В его воображении развертываются картины, как он привезет жену в больницу, что скажет доктору, как он изготовит доктору в благодарность за излечение старухи подарок — превосходный портсигар из карельской березы.

Снежный туман, метель, дорога ужасная.

Сорок лет прожил он со своей Матреной, и вот они промелькнули в пьяном полузабытьи, в нужде, драках, ссорах…

И ему хочется высказать старухе, что он «не такой», каким казался ей все эти сорок лет, что он жалеет и любит ее и что нет у него никого дороже ее. Но поздно, поздно! На ее лице уже не тает снег…

«И токарь плачет… Он думает: как на этом свете все быстро делается! Не успело еще начаться его горе, как уже готова развязка». Не успел он пожить со старухой, высказаться, пожалеть ее, как она уже умерла… «Жить бы сызнова…» — Думаёт токарь.

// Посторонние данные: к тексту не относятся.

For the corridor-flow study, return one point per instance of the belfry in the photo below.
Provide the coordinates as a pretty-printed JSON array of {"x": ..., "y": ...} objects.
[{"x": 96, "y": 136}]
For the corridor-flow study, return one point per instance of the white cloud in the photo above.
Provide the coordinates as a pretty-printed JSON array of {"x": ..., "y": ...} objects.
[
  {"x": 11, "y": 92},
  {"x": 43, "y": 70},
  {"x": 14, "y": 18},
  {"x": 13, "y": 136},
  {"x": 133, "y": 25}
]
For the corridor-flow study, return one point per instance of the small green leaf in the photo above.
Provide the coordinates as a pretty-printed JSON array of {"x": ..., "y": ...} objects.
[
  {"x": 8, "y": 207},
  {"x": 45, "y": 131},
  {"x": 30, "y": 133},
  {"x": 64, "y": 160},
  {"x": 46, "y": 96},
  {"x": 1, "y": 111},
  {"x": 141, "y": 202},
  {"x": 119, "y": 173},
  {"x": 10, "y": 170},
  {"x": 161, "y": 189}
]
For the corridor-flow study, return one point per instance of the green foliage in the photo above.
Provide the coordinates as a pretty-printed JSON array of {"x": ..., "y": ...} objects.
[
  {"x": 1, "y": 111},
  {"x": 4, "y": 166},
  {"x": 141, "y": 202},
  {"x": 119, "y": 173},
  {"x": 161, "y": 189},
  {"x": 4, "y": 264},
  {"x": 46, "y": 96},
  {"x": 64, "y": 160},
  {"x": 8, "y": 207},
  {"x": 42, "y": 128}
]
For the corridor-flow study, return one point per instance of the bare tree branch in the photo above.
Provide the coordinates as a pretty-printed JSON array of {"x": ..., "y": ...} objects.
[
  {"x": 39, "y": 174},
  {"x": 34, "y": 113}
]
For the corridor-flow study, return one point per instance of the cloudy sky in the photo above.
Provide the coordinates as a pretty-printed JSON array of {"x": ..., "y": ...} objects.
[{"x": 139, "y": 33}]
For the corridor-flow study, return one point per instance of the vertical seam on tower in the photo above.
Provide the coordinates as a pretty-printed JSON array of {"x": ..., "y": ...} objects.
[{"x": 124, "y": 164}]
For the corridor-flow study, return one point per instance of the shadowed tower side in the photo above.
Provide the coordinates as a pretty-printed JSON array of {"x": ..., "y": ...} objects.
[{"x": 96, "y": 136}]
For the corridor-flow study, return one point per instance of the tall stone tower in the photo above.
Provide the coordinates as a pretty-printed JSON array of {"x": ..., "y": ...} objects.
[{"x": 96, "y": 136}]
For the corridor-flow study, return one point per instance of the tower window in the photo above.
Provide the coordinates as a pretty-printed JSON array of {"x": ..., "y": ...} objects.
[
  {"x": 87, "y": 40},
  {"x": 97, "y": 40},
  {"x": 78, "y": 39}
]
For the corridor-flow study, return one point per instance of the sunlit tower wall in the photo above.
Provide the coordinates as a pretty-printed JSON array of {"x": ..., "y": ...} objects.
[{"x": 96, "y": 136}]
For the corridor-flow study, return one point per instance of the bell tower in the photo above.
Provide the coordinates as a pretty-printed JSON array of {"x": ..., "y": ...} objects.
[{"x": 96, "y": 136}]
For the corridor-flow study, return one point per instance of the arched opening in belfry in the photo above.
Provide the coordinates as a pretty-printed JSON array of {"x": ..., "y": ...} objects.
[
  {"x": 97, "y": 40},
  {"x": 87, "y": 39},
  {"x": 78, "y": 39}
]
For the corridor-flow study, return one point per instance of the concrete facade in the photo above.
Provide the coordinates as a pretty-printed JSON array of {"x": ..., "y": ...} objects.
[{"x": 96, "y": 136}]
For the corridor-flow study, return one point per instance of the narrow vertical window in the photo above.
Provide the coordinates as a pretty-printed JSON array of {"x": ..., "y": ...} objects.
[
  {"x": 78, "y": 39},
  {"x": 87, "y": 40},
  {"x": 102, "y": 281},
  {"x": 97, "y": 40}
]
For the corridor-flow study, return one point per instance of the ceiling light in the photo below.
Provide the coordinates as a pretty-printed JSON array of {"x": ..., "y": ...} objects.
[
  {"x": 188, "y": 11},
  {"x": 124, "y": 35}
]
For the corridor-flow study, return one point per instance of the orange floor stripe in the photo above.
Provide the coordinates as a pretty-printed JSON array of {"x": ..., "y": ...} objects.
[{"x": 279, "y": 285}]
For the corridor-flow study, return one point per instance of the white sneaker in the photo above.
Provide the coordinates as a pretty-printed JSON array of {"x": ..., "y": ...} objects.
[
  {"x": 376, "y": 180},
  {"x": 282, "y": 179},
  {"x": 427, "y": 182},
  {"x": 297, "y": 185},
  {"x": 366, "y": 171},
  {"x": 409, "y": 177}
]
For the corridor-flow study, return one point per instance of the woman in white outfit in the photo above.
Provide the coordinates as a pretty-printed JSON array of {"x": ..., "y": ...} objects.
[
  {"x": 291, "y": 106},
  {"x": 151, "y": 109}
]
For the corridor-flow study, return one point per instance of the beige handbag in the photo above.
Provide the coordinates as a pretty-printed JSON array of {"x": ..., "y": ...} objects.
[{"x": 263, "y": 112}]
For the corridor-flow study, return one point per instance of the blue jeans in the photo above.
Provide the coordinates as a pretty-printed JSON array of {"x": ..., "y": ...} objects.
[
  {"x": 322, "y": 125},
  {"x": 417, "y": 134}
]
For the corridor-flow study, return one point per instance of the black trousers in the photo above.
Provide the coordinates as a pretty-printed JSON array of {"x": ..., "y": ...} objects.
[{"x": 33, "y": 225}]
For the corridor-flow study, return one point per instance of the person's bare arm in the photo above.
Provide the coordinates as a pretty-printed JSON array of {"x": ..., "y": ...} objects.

Он поворачивает назад, задремывая в своем тягостном раздумье.

А просыпается он в больнице, и доктор говорит ему:

«— Прощайся с руками и ногами… Отморозил! Ну, ну… Чего ж ты плачешь? Пожил, и слава богу! Небось, шесть десятков прожил — будет с тебя!

— Горе!.. Вашескородие, горе ведь! Простите великодушно! Еще бы годочков пять-шесть.

— Зачем?

— Лошадь-то чужая, отдать надо… Старуху хоронить… И как на этом свете все скоро делается! Ваше высокородие! Павел Иваныч! Портсигарчик из карельской березы наилучший! Крокетик выточу…

Доктор машет рукой и выходит из палаты. Токарю — аминь!»

Вся жизнь человека, как в романе, прошла перед нами в этой миниатюре. И как быстро прошла она! Токарь и не заметил.